Es una escena habitual para los agentes que se ocupan de atender a las víctimas. «Es lo de todos los años. Van a por móviles nuevos, los demás acaban en la basura», explican. Anoche actuaron con afán en el entorno de las txosnas Pinpilinpauxa y Trikimailu. Y lo hicieron de forma de lo más organizada. «No hay un solo ladrón. Hay varios en el mismo lugar. Se dividen y se van pasando los objetos robados para que no se pueda saber quién ha sido», relataban los uniformados.
Muchas sospechas pero pocos resultados
En la hilera de personas que esperaban para poner una denuncia las historias se repetían. Había incluso tiempo para hacer hipótesis sobre los posibles culpables. «Hay gente diciendo que ha visto a alguien de pelo largo que puede ser sospechoso, pero nadie sabe seguro», relataba uno de los amigos de Itziar, a la que también le habían robado el teléfono. «Me he dado cuenta al ver que el bolso me pesaba poco», admitía ella.
Con la desgracia en común, se sucedían los consejos. «Nos han dicho que digamos que ha sido con violencia para que nos hagan más caso», desvelaba Bárbara, otra víctima que junto al móvil se había quedado sin el DNI, guardado en la carcasa del dispositivo.

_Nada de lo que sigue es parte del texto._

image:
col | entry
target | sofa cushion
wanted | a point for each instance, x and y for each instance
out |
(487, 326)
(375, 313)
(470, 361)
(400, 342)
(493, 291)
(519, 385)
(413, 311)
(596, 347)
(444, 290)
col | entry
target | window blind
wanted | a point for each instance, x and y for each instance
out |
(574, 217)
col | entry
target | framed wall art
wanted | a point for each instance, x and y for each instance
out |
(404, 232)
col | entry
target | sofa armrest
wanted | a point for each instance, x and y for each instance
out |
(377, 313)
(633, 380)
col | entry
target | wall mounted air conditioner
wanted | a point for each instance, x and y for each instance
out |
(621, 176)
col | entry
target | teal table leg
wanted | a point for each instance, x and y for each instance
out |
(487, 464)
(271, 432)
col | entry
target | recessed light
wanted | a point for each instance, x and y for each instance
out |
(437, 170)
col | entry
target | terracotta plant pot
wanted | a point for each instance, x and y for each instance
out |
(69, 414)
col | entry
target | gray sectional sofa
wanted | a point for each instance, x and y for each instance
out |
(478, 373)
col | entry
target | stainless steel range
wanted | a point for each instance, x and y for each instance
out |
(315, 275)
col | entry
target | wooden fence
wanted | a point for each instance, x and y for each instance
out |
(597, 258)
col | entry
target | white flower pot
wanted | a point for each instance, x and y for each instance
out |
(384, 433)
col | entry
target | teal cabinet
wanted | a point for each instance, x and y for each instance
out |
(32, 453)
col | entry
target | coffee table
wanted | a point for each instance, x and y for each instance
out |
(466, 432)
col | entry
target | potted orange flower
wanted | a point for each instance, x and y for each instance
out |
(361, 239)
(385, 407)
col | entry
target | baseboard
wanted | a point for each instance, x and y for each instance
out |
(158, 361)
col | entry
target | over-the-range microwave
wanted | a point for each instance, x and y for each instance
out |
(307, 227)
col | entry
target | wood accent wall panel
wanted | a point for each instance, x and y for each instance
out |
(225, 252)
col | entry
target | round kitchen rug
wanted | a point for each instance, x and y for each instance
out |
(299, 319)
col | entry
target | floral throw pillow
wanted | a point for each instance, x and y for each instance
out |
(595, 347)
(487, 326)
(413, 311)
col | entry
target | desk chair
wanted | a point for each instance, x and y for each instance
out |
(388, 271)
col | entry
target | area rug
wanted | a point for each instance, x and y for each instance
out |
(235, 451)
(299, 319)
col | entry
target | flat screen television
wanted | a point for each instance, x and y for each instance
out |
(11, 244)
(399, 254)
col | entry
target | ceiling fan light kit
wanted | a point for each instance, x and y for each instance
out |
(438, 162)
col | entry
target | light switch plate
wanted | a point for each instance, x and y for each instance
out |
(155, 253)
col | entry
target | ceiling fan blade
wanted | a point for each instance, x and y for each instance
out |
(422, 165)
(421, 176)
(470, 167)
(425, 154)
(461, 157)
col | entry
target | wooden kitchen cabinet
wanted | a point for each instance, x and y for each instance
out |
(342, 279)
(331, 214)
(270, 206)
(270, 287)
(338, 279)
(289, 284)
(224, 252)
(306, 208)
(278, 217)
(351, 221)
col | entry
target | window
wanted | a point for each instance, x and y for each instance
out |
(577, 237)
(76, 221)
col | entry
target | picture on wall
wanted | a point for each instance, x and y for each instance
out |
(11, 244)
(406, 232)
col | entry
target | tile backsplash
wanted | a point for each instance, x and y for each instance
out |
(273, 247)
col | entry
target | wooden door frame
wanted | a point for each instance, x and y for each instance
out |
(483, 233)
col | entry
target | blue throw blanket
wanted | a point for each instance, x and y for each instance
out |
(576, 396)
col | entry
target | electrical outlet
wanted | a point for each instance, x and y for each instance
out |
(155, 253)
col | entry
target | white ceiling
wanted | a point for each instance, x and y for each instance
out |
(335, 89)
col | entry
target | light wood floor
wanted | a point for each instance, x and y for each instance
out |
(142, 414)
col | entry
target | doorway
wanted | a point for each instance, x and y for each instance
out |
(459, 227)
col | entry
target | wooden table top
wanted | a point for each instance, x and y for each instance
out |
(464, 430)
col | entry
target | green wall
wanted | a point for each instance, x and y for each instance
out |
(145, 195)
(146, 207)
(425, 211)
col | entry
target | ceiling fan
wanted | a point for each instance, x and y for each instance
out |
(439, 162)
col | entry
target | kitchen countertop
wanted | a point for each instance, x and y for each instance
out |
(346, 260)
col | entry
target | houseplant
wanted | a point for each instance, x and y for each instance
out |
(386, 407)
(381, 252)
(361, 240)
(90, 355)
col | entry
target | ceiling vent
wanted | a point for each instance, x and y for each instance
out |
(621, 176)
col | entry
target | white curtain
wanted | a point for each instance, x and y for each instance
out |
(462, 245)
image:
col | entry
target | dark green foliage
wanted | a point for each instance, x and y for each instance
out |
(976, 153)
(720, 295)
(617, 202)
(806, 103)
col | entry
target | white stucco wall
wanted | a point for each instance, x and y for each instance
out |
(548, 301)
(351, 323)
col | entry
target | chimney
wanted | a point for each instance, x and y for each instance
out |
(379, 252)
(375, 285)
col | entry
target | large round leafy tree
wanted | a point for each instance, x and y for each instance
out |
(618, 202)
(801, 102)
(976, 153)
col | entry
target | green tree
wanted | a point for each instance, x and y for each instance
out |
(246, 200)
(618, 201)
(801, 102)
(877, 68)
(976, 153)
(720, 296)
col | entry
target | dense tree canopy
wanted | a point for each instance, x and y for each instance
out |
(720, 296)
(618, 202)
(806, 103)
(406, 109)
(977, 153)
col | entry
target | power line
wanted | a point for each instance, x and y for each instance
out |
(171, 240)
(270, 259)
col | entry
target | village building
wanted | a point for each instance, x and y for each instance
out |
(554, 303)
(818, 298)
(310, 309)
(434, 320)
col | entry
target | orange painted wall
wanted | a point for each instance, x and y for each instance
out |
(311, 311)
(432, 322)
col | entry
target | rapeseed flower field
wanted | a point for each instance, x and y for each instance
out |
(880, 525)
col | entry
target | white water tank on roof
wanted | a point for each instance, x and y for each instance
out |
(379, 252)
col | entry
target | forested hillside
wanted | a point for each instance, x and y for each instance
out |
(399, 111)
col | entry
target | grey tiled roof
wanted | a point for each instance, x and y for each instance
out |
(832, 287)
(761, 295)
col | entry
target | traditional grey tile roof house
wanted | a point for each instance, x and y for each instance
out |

Otra cosa en común entre los que hacían cola ante la comisaría era la impaciecia. Algunos lamentaban llevar demasiado a la cola. «Es increíble. Llevamos casi dos horas esperando y todavía no hemos podido poner la denuncia», criticaban. Aún quedaban muchas horas hasta que Bilbao amaneciese. «Lo peor empieza a partir de ahora, cuando la gente ya ha bebido más», contaron fuentes policiales.
Efectivamente la noche solo había empezado. Con el amanecer llegaba también el primer avance de actuaciones policiales. En total, la Policía Municipal ha detenido a nueve personas, tres de ellas por agresiones machistas. Cuatro de los arrestos se han producido dentro del recinto festivo -por delitos sexuales, de lesiones o hurtos- y cinco fuera del mismo.
En el apartado de robos, los agentes han apresado a cinco personas y han conseguido recuperar un terminal móvil. Durante la pasada edición de Aste Nagusia, la guardia urbana registró 617 denuncias, de las cuales el 73,1% fueron por hurtos de teléfonos y carteras.